Other explanation for the different cost-effectiveness conclusion in these two studies may be that because they were done in Asian countries. That is, although the bases of breast cancer are similar worldwide, Asian women have differences in their genetic make-up of which can result in different interactions toward breast cancer etiological factors, and drug therapies [Citation42]; therefore, they ‘may’ have higher improvement toward trastuzumab at lower cost which may result in having trastuzumab as a cost-effective option. On the other hand, one of the analyses conducted in Iran concluded that although one-year adjuvant trastuzumab treatment was not cost-effective, 6-month adjuvant trastuzumab treatment was cost-effective [Citation32]. In fact, this conclusion was similar to other CEAs that were conducted in different settings worldwide. For example, a recent study presented in the European Society for Medical Oncology (ESMO) showed that 6-month adjuvant trastuzumab treatment was more cost-effective than one-year adjuvant trastuzumab treatment [Citation43]. Therefore, further studies regarding the cost-effectiveness of the 6-month adjuvant trastuzumab strategy should be conducted in LMICs.
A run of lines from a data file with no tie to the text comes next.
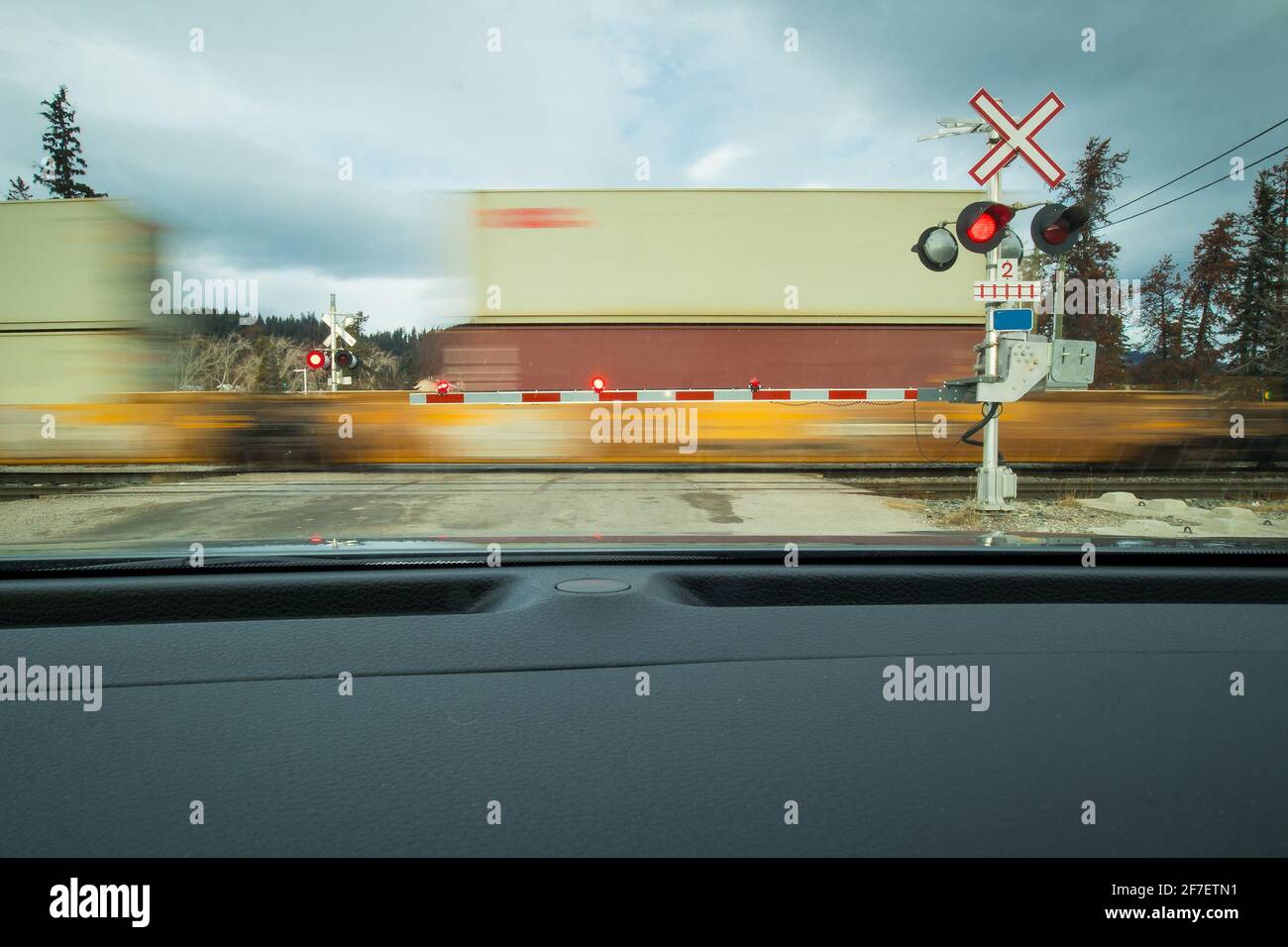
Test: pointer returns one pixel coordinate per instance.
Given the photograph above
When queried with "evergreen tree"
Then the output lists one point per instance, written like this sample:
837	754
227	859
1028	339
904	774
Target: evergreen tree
18	189
1211	294
1252	321
1162	322
1093	183
1260	320
63	161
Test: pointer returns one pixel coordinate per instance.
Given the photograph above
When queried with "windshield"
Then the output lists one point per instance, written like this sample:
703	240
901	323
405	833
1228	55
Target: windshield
576	275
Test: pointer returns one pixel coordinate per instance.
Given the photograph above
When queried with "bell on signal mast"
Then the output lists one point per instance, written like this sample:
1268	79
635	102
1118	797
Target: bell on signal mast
936	249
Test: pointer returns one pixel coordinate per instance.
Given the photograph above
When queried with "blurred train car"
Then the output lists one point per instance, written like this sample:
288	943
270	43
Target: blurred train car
707	289
82	348
77	333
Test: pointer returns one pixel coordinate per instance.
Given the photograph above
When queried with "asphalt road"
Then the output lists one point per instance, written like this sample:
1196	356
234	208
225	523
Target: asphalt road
456	505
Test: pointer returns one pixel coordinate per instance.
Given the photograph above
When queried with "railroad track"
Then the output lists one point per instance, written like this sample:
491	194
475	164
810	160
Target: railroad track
917	482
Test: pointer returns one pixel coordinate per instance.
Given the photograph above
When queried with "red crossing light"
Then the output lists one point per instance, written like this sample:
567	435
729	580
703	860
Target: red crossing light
982	226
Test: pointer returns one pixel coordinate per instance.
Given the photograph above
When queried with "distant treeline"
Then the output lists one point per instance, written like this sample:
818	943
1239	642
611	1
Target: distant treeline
213	351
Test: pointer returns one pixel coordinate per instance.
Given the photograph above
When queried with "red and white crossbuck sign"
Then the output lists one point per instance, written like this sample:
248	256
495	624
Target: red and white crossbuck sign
1017	137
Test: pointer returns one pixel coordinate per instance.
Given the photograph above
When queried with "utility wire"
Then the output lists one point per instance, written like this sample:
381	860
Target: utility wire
1157	206
1199	167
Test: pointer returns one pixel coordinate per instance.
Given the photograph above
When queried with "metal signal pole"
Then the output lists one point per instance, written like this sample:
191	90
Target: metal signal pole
331	377
988	483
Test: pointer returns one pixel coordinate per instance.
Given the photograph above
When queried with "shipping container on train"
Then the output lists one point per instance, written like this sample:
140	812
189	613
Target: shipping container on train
697	287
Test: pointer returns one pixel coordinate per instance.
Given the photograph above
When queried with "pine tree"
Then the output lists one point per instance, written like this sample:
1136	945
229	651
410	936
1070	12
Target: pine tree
1211	294
1254	320
63	161
1096	175
1162	322
18	189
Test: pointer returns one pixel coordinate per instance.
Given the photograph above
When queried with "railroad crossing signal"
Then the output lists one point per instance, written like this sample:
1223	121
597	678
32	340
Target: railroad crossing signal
982	226
1017	137
1055	226
338	330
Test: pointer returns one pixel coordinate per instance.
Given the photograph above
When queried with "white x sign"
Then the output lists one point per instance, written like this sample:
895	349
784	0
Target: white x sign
1017	137
336	330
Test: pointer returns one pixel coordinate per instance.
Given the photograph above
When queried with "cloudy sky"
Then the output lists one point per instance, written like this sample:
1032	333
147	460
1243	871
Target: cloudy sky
237	149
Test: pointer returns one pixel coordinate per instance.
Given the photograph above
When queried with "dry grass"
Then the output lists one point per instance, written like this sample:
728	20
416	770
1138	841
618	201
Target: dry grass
964	518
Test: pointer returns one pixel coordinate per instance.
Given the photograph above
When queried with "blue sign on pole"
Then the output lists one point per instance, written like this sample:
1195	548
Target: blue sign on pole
1010	320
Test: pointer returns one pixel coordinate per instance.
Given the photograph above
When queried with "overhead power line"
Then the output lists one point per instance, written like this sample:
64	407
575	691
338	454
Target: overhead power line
1197	167
1205	187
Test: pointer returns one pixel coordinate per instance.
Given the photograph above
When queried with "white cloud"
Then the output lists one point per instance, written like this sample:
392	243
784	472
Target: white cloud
713	162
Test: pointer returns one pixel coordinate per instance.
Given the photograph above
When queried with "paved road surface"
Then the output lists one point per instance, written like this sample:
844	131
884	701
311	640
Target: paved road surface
460	505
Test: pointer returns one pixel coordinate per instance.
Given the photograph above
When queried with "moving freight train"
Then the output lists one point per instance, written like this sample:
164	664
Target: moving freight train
84	352
707	289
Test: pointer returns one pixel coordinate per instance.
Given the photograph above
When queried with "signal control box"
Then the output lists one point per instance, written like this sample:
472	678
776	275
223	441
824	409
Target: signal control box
1073	365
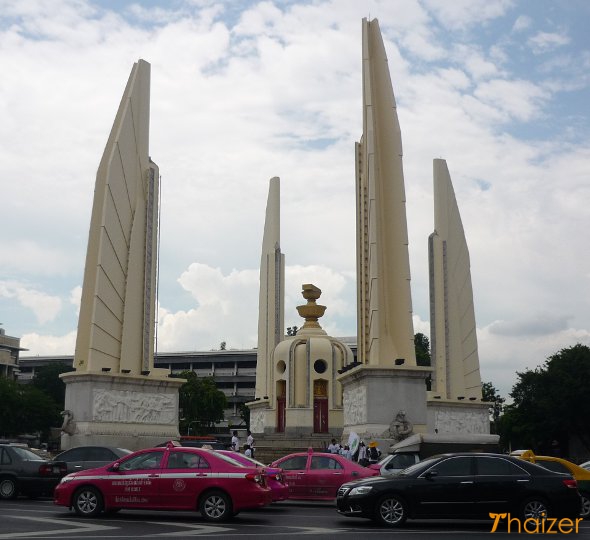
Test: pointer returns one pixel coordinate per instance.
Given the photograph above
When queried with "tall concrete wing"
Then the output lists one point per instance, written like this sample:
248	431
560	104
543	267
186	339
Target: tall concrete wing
271	314
452	317
385	327
116	397
117	314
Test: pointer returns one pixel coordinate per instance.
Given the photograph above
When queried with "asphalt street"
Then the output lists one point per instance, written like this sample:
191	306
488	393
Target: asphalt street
23	518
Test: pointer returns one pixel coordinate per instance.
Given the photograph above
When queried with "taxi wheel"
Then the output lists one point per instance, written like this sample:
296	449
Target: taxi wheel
216	506
8	488
535	508
88	502
391	510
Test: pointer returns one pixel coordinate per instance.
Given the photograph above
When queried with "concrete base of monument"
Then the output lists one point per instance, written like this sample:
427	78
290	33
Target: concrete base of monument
458	416
373	397
119	410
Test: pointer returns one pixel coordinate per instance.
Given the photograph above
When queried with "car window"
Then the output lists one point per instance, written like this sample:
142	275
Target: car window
186	460
296	463
491	466
454	466
324	463
5	458
554	466
400	461
23	453
147	460
75	454
101	454
230	460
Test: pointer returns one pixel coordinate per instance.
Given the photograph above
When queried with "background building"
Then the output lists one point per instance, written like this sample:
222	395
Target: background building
9	355
234	371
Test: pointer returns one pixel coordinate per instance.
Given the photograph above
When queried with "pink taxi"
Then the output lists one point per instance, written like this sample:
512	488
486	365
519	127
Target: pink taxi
171	478
318	475
274	475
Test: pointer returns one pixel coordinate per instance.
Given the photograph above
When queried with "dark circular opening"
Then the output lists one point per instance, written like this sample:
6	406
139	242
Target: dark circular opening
320	366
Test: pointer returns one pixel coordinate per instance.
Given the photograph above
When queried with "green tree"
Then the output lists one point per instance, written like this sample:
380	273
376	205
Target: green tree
551	404
422	347
47	380
202	403
490	394
25	409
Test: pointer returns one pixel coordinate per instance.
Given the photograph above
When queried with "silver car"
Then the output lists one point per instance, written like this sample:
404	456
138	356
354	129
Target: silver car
90	457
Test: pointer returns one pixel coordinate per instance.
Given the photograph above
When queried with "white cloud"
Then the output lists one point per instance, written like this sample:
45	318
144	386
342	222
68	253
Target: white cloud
43	345
543	42
44	306
523	22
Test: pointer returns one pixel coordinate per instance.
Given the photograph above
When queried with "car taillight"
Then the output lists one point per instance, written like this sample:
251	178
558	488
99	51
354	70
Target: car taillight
45	469
254	477
572	484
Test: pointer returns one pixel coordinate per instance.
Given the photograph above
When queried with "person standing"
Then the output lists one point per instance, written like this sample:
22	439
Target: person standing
362	454
235	442
333	447
250	442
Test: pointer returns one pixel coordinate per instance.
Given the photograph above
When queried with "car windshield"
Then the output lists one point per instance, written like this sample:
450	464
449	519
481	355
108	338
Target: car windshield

Although trastuzumab is a well-established biological agent for HER-2 positive patients, there have been four drugs that are approved by the FDA as trastuzumab biosimilars: trastuzumab-dkst (MYL-1401O) branded Ogivri and approved in December 2017, Trastuzumab-pkrb (CT-P6) branded Herzuma and approved in December 2018, trastuzumab-dttb (SB3) branded Ontruzant and approved in January 2019, and trastuzumab-qyyp (PF-05280014) branded as Trazimera and firstly FDA approved in March 2019 [Citation44]. Although these biosimilars have approved by the FDA, they were not yet available in the market till mid-2019 due to the existence of the patency of the known commercial trastuzumab (Herceptin ®) [Citation44]. Of note, the majority of the pharmacoeconomic analyses that did not conclude the cost-effectiveness of it were either conducted before the availability of these trastuzumab biosimilars in the market, or after its availability but based on simulation from other clinical trials such as HERA trial, whose final analysis was in 2017 and based on the trastuzumab brand ‘Herceptin ®’. With the availability of these trastuzumab biosimilars in the market, there will be a proposed cost-saving of 20% to 30% of trastuzumab treatments due to the availability of new competitors [Citation44]. Therefore, future pharmacoeconomic analyses of trastuzumab in the presence of other biosimilars should be conducted since the final conclusion about its cost-effectiveness can change accordingly due to the possible change of the original cost.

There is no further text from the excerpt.